Chère maison à la mer
tu t’es transformée en appart moquette marron en zup sud
square d’Italie pas en Italie
10 ans après je suis partie
seule oui dans la vraie Italie,
d’amour et d’eau fraîche je me suis nourrie
mais il n’y a pas d’amour heureux
je me suis mise en quête du clown
je n’avais plus envie de l’appeler Dieu
J’ai toujours eu une bonne étoile
des étoiles dans les yeux,
touchée par la grâce
j’ai pleuré de joie
comme une madeleine
j’ai chatouillé une limace
j’ai vu apparaître ses petits yeux
qui voulaient voir au bout de ses antennes
qui osait ralentir sa cadence
j’aimerais savoir si les limaces
elles ont déjà connu la haine
pour certains c’est vrai
qu’aimer un peu
c’est déjà beaucoup
et parfois un peu c’est vraiment beaucoup
ça a fait couler du noir sur mes joues
Puis un soir j’ai rencontré un poète ferrailleur
qui construit un village du bonheur
avec des bouts de rien
des bouts de son cœur
un sacré rêveur
un des plus fous et purs de cette planète
il m’a dit écoute
« à tenter joyeusement nos audaces, nous attirons les miracles »
Merci pour la ferveur des girouettes célestes
merci les cathédrales de bric et de broc
faites de saintes mains pas de pacotille
merci pour la folie des grandeurs
celle qui permet de voir plus loin
dans l’infini du ciel
je crois en ce chemin de l’âme
en ce jardin d’enfance
où chacun peut cultiver sa lumière
s’émerveiller et bâtir son humanité
Car un jour j’en suis sûre
les hommes jetteront leurs armes leurs idoles d’or
ils laisseront la source d’amour
remplir leur cœur et leur faim
ils bâtiront ensemble un jardin de paix
où ils se réuniront simplement
la main dans la main
Cécile Papillon
« L’utopie n’est pas facultative
notre survie en dépend » Robert Coudray, poète ferrailleur
Poème #6
D’OÙ NAÎT LE SOUFFLE ?
- Aah!
- B comme bébé
- O comme origine…
- Ovni tombée des étoiles ? ange tombé du ciel ?
- Elle est née un matiN de printemps violet à l’orée d’une forêt, elle ne se sentait pas séparée de l’univers
- D’où vient cette lumière, bleu indigo dans ses yeux verts ? Elle pose sur le monde insensé son regard, ouvert au mystère
- Son corps a grandi et souffert…elle s’est épanouie comme une rose , naïve elle a cru que c’était l’amour, les rouge baisers des contes de fée, l’innocence de sa générosité…mouillée sa joie essorée, cabossée, déboussolée…elle a fini par essuyer les tables et les plâtres
de la potiche qu’on a voulu en faire
- Une histoire de blasphème d’un idéal de la sainte et de la femme fatale.
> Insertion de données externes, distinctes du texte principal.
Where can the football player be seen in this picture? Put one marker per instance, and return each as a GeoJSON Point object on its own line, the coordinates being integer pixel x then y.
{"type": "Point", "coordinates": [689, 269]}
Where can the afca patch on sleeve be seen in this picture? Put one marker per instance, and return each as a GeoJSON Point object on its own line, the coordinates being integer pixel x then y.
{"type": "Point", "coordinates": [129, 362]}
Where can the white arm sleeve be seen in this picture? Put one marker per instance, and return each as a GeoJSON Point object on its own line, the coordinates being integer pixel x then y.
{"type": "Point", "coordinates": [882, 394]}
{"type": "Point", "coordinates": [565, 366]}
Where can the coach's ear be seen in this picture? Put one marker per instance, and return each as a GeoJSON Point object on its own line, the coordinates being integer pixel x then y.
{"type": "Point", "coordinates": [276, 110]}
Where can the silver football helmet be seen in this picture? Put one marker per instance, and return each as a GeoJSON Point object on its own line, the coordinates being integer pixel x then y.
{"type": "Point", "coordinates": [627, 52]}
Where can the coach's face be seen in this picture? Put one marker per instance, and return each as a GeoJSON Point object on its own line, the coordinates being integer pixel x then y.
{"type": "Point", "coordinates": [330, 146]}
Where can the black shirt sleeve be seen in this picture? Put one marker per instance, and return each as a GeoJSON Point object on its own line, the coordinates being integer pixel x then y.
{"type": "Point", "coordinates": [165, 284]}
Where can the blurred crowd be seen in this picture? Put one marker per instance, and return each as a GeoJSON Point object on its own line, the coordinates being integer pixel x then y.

Statue de sale déesse, sucrée ou salée, on lui donne mille visages
- Elle a bien le droit de se pavaner de montrer ses couleurs, elle ne veut pas être sage
pas de poussinette en poussette
ni d’ogresse goulue en vedette
elle ne veut plus de ces miettes
elle dégouline de rires et d’extases
elle a de la lionne le noble courage
elle est la dragonne qui s’enflamme
elle est papillon qui vole
comme on lui disait à l’école
- Parfois elle se débat : les injonctions à être productive, c’est une mauvaise parodie !aujourd’hui elle voudrait juste se laisser être, sentir la source de son désir, vivre à partir de ses inspirations
- D’où naît le souffle ? Où retourne le souffle ?
- Les ondes bleues se déversent
sur ses ailes nues
elle danse sous l’orage cru
ses formes et forces abondent
les pluies profondes fécondent
Elle est abondance !
Elle écoute
le silence des nuages
où disparaissent les mirages
où coulent ses larmes
et de ses larmes essentielles naissent les arcs-en-ciel
aux nuées d’orange et d’or
elle demeure alors
pleinement en son cœur
elle arrose
ses graines de joie
les blancs jasmins étoilés,
les cosmos fushia passionnés,
les coquelicots sauvages,
les fleurs de la déesse Isis, les roses rouge et blanche, les dahlias du soleil, les lotus sacrés…
et elle entend :
- « Va et marche avec Dieu sans rien sur ton chemiN, perds toi et dépouille-toi dans la forêt sauvage, remonte vers la source et réveille-toi plus vivante ! Ramasse tous ces débris de toi…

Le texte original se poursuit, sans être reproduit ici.